Long story short - any added udev rules might need to be adapted.

comment:13 by Bruce Dubbs, 8 months ago

I read the iwn article and a lot of the comments. My underestanding is that udev rules for some devices are broken due to the kernel adding some new actions, specifically "BIND" and "UNBIND".
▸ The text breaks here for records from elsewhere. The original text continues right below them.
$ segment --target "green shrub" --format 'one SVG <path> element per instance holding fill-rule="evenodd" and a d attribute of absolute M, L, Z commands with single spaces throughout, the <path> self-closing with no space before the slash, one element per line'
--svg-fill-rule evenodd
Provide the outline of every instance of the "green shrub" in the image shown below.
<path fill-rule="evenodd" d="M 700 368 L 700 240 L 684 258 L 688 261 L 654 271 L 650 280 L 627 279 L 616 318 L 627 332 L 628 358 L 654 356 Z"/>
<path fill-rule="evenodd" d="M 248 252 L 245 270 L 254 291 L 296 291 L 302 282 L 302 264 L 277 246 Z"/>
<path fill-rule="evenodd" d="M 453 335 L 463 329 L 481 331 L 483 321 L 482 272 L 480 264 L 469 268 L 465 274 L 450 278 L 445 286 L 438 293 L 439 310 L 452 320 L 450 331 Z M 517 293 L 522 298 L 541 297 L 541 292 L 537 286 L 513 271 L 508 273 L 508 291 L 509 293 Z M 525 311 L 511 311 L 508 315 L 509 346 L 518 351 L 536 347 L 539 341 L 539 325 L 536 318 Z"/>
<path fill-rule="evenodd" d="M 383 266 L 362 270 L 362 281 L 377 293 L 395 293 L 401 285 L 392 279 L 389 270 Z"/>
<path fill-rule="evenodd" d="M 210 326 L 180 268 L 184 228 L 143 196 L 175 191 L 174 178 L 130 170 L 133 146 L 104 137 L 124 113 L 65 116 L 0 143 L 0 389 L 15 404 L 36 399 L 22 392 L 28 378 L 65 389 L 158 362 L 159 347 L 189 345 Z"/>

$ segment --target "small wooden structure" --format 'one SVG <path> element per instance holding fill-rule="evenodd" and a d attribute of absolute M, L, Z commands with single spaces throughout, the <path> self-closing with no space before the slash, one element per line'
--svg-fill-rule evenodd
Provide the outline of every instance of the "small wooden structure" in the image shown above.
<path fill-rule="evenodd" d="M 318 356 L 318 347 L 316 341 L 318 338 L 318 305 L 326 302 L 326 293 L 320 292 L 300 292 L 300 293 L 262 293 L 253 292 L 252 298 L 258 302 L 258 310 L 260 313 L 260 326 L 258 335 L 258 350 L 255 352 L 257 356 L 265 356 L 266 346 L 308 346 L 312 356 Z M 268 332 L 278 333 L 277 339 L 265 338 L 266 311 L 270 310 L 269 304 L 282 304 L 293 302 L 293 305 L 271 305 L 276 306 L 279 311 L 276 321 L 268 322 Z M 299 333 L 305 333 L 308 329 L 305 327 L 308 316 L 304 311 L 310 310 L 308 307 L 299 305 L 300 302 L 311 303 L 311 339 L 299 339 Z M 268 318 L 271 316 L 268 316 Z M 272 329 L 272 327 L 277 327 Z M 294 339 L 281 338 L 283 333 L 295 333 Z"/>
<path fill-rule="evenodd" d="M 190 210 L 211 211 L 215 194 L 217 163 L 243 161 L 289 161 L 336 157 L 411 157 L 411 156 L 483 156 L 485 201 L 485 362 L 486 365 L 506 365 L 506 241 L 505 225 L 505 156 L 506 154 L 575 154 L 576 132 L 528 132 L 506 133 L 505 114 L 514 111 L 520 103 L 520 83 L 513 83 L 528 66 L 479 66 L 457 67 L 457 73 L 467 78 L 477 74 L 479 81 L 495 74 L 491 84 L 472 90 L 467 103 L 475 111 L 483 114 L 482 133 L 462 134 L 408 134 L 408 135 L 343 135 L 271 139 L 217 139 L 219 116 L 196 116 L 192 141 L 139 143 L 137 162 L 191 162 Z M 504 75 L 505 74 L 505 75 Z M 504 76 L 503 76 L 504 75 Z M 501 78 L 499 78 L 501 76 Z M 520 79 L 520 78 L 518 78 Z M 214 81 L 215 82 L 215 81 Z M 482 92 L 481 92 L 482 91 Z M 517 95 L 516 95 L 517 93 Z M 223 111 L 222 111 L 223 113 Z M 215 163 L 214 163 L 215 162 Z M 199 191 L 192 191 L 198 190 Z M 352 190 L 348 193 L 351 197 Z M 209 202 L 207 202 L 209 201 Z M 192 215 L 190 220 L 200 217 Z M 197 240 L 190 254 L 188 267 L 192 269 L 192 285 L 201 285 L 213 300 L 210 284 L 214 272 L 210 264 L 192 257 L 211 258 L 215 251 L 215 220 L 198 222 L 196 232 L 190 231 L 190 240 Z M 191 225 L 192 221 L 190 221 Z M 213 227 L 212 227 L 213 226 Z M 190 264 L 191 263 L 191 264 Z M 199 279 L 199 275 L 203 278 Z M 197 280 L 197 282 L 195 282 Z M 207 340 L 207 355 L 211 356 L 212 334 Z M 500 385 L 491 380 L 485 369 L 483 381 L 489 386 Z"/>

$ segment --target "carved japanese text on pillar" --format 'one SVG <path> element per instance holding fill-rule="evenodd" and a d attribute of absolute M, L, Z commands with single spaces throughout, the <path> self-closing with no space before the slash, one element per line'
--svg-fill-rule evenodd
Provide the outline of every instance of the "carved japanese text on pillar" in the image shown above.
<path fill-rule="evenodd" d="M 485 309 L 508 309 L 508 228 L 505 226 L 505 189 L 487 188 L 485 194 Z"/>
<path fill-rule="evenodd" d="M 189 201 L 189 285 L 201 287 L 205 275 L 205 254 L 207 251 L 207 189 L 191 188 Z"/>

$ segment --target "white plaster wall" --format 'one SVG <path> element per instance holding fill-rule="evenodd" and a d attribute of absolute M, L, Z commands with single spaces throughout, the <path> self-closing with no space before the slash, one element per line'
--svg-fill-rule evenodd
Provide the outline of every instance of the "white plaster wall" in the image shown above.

To me, assuming that the set of actions the kerenl emits will never change is a bit shortsighted, but agree that there should be better communication between kernel and systemd developers. As best i can tell, the problems outside of systemd itself are somewhat rare. I do note that on a sysv/udev build there are now rules like:

77-mm-broadmobi-port-types.rules:ACTION!="add|change|move|bind", GOTO="mm_broadmobi_port_types_end"

so eudev appears to have known about the issue for some time.

Other than updating libinput (done) and systemd, it's not clear to me that we need to make any changes to LFS/BLFS.

comment:14 by Douglas R. Reno, 8 months ago

Resolution: fixed
Status: assignedclosed

Fixed at r12065

Note: See TracTickets for help on using tickets.